My Key No Longer Goes All The Way Into My Lock

Residential Entrance Door

We do get a lot of calls for the issue of a key that used to go all the way into a lock and operate it no problem that will no longer go all the way in.

There are a lot of different reasons that this could be happening. A jammed top pin can stop the key from entering the lock keyway or keyhole.  Generally speaking, when a key is inserted into a lock keyway or keyhole, as it is inserted, the bottom pins are raised up which in turn raises the top pin and compresses the chamber spring for each chamber. In effect, what happens is the cuts in the key and the angles of the cuts push the pins out of the way as the key is inserted. If one of the top pins is jammed and cannot move this would stop the key from being completely inserted into the keyway or keyhole. If you are faced with this problem, if there is access through the top of the lock cylinder via the chamber hole of the pin that is jammed then you may be able to free up the pin. Anything short of this and it is replacement time for the lock cylinder.
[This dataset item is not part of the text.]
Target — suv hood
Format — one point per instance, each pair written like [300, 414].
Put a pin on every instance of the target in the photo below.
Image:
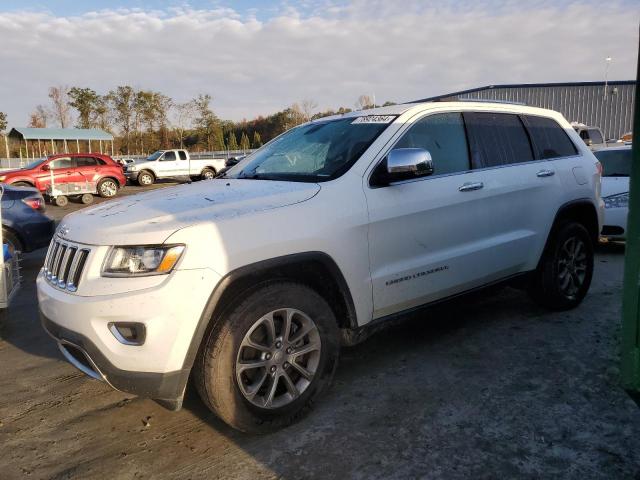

Another reason that your key may no longer be able to enter the keyway or keyhole of your lock is lack of lubrication. Many people don’t realize that a lock, just like anything else that is designed with moving parts requires lubrication. If the lock that is causing you difficulty when inserting your key is constantly exposed to the elements like the rain and snow, over a period of time the lubrication that the lock manufacturer used at the time of manufacture has likely been washed out of your lock. This would lead to your key being impossible to insert into the lock keyway or keyhole. Before we discuss the remedy to this issue, let’s look at what should be done to stop this from happening in the future. Since the weather is getting into the lock and causing this issue for you perhaps it is time to look at installing some kind of awning or overhang to keep the weather out of the lock.

Most lock manufacturers, during the manufacturing process will lubricate a lock cylinder by using dry powdered graphite. Yes, we said “Dry Powdered Graphite”. For those unfamiliar with graphite, it is the same substance found in “Lead Pencils”. Lead pencils have not contained lead for many decades. In a pinch we suppose that you could use WD40 as a lubricant. That will at least free up the lock cylinder parts and allow your key to completely enter the keyway or keyhole and operate your lock.

On a final note, it is also possible that the lock cylinder keyway or keyhole is so badly worn that the key no longer fits into it properly. If this is the case then it is time for your lock to be replaced.